Step 2: Standard correspondence analysis
Once we have our table, we can just apply normal correspondence analysis, as I have done below. The further apart two time periods for a brand, the greater the difference between the sub-groups should be.
As always, it pays to confirm any key conclusions by checking the actual data. This is particularly important when comparing sub-groups, as sometimes the explanations are a bit more nuanced than is obvious.
Looking at the brands on left, we can see that both Google and Yahoo have moved towards the right (i.e., to quality, high performance, and style) in the past five years. However, the reasons are completely different. Google has improved. Yahoo has gone backwards in everything, but as its performance and style were already close to rock-bottom, they could not move much further and thus, in relative terms, Yahoo improved!
Step 3: Use arrows
I, personally, find the map above to be a bit too busy. The simple fix is to use arrows instead of the points, as done below. This only works well if you have trend data, or, only two categories. We can now see the big story: Apple's advantage in Style has diminished over the past 5 years.
(Optional) Step 4: Statistical tests
In theory, it is possible to conduct statistical tests on correspondence analysis, although it is pretty unusual to do this outside of South Africa (where correspondence analysis seems to have the ubiquity that regression has in the rest of the world). I usually find it is better to instead conduct statistical testing on the raw data, and pool any data that is not statistically significant. The reason I prefer this approach is that the whole point of correspondence analysis is to compare relativities, so if one brand has moved, then all the relativities must change. Thus fixing a brand makes little sense to me.
In the tables above, Apple's Fun score moved from 46% to 64% from 2012 to 2017. This is highly significant. By contrast, Microsoft's Fun score moved from 17% to 22%, which is not statistically significant (at the 0.05 level). So, when creating the stacked table again, I left Apple's Fun scores at 46% and 64%, but changed Microsoft's to 19.5% for both 2012 and 2017. I did this for all the 56 cells in the table (performing the tests using z-tests of proportions, and then applying the false discovery rate correction at the 0.05 level). Then, I conducted the correspondence analysis again. The results are essentially the same, perhaps meaning I have wasted my time. I nevertheless choose to believe that it means I have verified that my first analysis was relatively robust.

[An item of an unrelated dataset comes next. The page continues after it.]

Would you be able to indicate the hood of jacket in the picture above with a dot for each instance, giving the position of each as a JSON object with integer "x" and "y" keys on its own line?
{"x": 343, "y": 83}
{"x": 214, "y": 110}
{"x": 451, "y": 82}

One note of caution when you do pooling of non-statistically significant differences, as I have done here. You may have a brand that is found not to have any differences. Yet, it will still move on the resulting plot. This is because correspondence analysis is focusing on the relativities, so even if a brand's data has not changed, any movement by competitors will cause the relative position of all brands to move.
If you want to follow through the steps that I used in performing the statistical testing in more detail, click here (which will take you to a Displayr document that contains the calculations).
All the examples in this post have been created using the CorrespondenceAnalysis function in the Displayr/flipDimensionReduction package on github, which automates all of the steps above. Click here to open up the Displayr document that contains all of the data, outputs, and R code.
Within Displayr, correspondence analysis with trends or sub-groups are conducted by:
- Creating tables for each sub-group or time period.
- Insert > Dimension Reduction > Multiple Correspondence Analysis.
- In the Object Inspector > Inputs > Multiple Correspondence Analysis > Input Variables select all the tables.
- Press Calculate or check Automatic.
In Q, the analysis is conducted using Create > Dimension Reduction > Multiple Correspondence Analysis and then following steps 3 and 4.